105. bölüm - Paranoya

672 28 26
                                    

Ömer ve Defne hızlıca hazırlanıp şirkete doğru yola çıkmışlardı. Defne yol boyunca Sudenin yalanını düşündü.

Neden böyle bir yalan söylemişti ki? Sinanın canını acıtarak ne elde etti? Gidiyordu işte!

Defne gerçeği söylemeli miydi bilemiyordu. Ömer'in nekadar tedirgin olduğunu hissediyordu ama. Sinanı çok iyi tanıyordu ve o bile, en büyük kriz anlarında bile sakin kalırken, şimdi endişelenmiş ve panik olmuştu.

Durum ciddiydi. Sinan gidiyordu.

D: Canım-

Ö: Aklım almıyor ya! Aklım almıyor...

D: Sakin ol biraz bitanem. İkna ederiz onu şimdi.

Ö: Sinan kafasına bir şey koydu mu asla onu kimse vazgeçiremez. Gidemez ya o. Ben ne yapacağım burada onsuz?

D: Kıyamam... Ne yapar ne eder ikna ederiz onu. Lütfen bukadar endişelenme. Niye gitmeye karar verdiğini söylemedi mi?

Ö: İş diyor sadece. Ama başka bir şey var. O iş aylarca var okadar önemseseydi önceden giderdi. İki yıl ya bu!

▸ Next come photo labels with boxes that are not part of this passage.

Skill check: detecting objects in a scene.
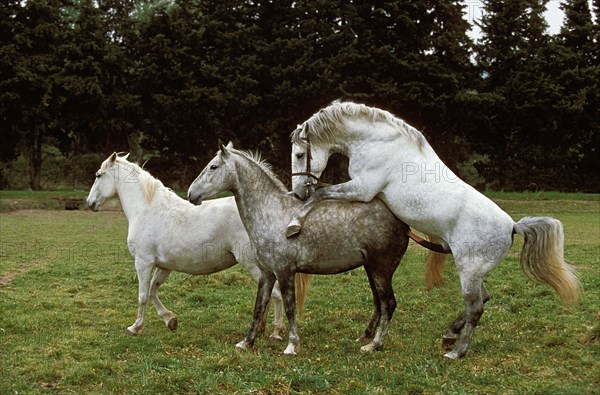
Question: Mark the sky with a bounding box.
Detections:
[464,0,576,39]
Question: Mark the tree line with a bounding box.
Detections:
[0,0,600,192]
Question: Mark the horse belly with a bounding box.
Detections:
[297,249,365,274]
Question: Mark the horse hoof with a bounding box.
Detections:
[283,345,297,356]
[360,343,380,353]
[124,327,141,336]
[235,340,248,351]
[167,317,177,331]
[442,335,458,350]
[285,221,300,239]
[444,351,460,359]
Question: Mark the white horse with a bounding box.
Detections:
[87,153,307,339]
[286,102,580,359]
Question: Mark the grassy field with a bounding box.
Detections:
[0,193,600,394]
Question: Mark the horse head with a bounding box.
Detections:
[188,140,235,205]
[86,152,129,211]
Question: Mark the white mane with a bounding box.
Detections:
[231,149,288,193]
[100,155,170,204]
[291,100,426,147]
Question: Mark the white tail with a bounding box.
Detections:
[514,217,581,305]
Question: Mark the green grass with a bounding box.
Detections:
[0,194,600,394]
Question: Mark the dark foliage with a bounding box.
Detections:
[0,0,600,192]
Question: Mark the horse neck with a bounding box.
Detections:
[116,163,148,222]
[232,157,295,238]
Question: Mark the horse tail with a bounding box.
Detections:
[425,232,446,291]
[513,217,581,305]
[425,251,446,291]
[295,273,312,318]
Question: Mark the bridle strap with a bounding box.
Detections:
[292,135,320,182]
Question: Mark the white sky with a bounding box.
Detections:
[464,0,592,39]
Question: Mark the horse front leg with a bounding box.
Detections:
[150,268,177,331]
[285,178,384,238]
[127,258,154,335]
[235,271,276,350]
[269,283,285,340]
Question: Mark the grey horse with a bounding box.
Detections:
[188,143,408,355]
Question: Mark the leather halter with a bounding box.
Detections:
[292,135,320,187]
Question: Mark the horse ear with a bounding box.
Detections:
[219,140,233,158]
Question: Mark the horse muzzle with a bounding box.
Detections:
[86,200,100,212]
[188,192,202,206]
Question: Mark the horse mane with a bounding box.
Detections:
[230,149,288,193]
[100,154,168,204]
[290,100,427,148]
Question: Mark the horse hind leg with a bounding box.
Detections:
[444,275,487,359]
[356,270,381,342]
[277,272,300,355]
[150,268,177,331]
[442,282,490,350]
[235,272,275,350]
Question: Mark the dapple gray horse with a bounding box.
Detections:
[188,143,408,355]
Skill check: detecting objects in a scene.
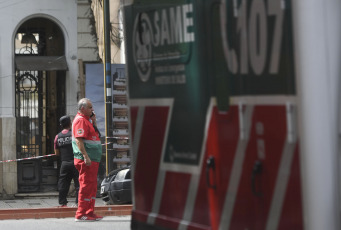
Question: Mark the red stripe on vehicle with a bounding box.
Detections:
[134,106,169,217]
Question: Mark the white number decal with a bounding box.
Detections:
[221,0,284,75]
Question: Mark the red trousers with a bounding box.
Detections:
[74,158,99,218]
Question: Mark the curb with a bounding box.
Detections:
[0,205,132,220]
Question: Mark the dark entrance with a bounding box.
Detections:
[15,18,67,192]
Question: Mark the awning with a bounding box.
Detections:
[15,56,68,71]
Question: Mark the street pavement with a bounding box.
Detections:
[0,193,132,224]
[0,216,131,230]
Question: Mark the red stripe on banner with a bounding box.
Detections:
[205,106,240,229]
[159,172,191,220]
[230,106,287,230]
[134,106,169,216]
[278,145,304,230]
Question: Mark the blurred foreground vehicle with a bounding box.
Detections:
[100,167,132,204]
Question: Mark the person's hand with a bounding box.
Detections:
[90,112,96,125]
[84,156,91,166]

Orada başına ne geleceği belli değil.

Defne tırnağını düşlerinin arasına alıp dışarıyı izlemeye başladı.

Ah Sude ah... Dua et Sinanı ikna edelim yoksa elimden çekeceğin var!

***
Şirkete varınca el ele asansörden inmişlerdi. Resepsiyondaki kadın onları görünce ayağa kalktı.

Defne giyim tarzlarında hiçbir değişiklik olmadığını görünce gözlerini devirdi. Şu anda sırası değildi ama vakti gelince bu konuyu tekrar masaya yatıracaktı.

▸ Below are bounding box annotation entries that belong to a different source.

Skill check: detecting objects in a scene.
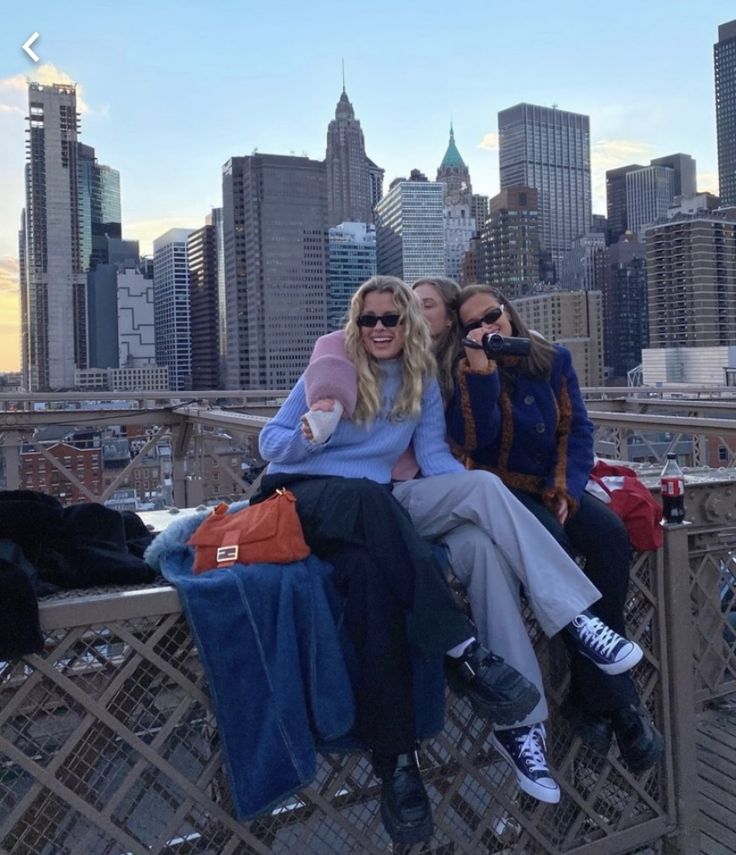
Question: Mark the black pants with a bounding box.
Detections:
[261,475,474,754]
[513,490,639,714]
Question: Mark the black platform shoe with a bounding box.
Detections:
[445,641,539,725]
[373,751,434,843]
[611,704,664,774]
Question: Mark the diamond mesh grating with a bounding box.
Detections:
[0,556,667,855]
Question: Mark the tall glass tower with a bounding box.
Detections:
[498,104,592,278]
[713,21,736,207]
[21,83,87,391]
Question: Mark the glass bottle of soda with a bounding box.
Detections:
[662,454,685,523]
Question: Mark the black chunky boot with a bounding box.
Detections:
[373,751,433,843]
[445,641,539,725]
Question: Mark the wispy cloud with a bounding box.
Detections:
[0,264,20,371]
[0,62,92,115]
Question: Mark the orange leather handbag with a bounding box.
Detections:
[188,488,310,573]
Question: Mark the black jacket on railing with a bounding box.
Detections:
[0,490,154,659]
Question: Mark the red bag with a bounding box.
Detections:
[585,460,663,552]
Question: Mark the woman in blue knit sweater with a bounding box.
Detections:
[449,285,662,772]
[260,276,539,843]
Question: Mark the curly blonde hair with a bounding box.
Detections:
[345,276,436,424]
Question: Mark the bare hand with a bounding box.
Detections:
[299,415,314,442]
[465,329,488,371]
[309,398,335,413]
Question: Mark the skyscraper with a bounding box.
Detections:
[603,234,649,382]
[327,223,376,330]
[560,232,606,291]
[325,87,383,226]
[498,104,592,274]
[437,125,476,281]
[78,143,122,270]
[649,152,698,199]
[514,291,603,386]
[21,83,87,391]
[606,163,644,244]
[646,208,736,347]
[223,154,327,389]
[713,20,736,207]
[481,187,540,299]
[626,166,675,237]
[187,223,221,389]
[376,170,445,282]
[153,229,194,390]
[87,238,160,378]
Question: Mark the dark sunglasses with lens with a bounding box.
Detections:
[358,315,401,327]
[463,303,503,335]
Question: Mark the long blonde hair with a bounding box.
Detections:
[411,276,462,406]
[345,276,436,424]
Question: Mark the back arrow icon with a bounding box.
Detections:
[23,33,38,62]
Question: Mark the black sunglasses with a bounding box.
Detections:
[463,303,503,335]
[357,315,401,327]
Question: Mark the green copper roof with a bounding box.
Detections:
[440,125,465,169]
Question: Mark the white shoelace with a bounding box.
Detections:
[516,724,549,773]
[572,615,623,656]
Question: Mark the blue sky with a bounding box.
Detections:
[0,0,736,370]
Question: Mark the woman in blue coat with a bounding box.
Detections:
[449,285,662,772]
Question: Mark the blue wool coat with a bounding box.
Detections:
[448,345,593,510]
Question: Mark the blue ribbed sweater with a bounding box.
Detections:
[259,358,463,484]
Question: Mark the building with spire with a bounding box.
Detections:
[437,123,475,280]
[437,122,473,207]
[325,86,383,226]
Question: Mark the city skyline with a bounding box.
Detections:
[0,2,733,370]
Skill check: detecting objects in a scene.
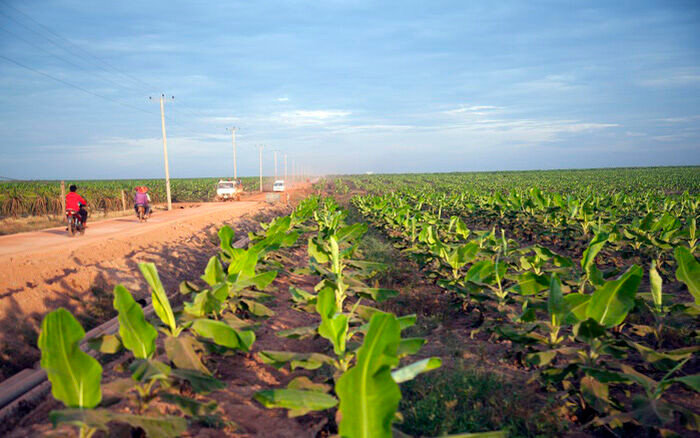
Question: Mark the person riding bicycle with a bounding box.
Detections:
[134,186,151,217]
[66,184,87,226]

X: Günaydın, hoş geldiniz.

Ö: Sinan geldi mi?

X: Evet Ömer bey. Odasında.

Defne sahte bir gülümseme takınıp yürümeye başladı. Odanın önüne gelince Ömer hiç kapıyı tıklatmadan gürültü ile kapıyı açtı. Sinan ve yanı başında dikilen adam irkilerek onlara baktılar. Defne ise Ömer'in kolunu okşamaya başladı. Sakinleşmesi gerekiyordu.

Ö: Noluyor kardeşim?

Sİ: Noluyor?

Ö: Sen çık.

Dedi adama bakmadan. Adam da hemen başını eğerek odadan çıkıp gitmişti. Sinan onu neyi beklediğini fark etmişti. Uzun bir tirad geliyordu. Oflayarak önündeki dosyayı kapatıp arkasına yaslandı.

D: Sinancım hayırdır yengem? Ne demek oluyor ben gidiyorum?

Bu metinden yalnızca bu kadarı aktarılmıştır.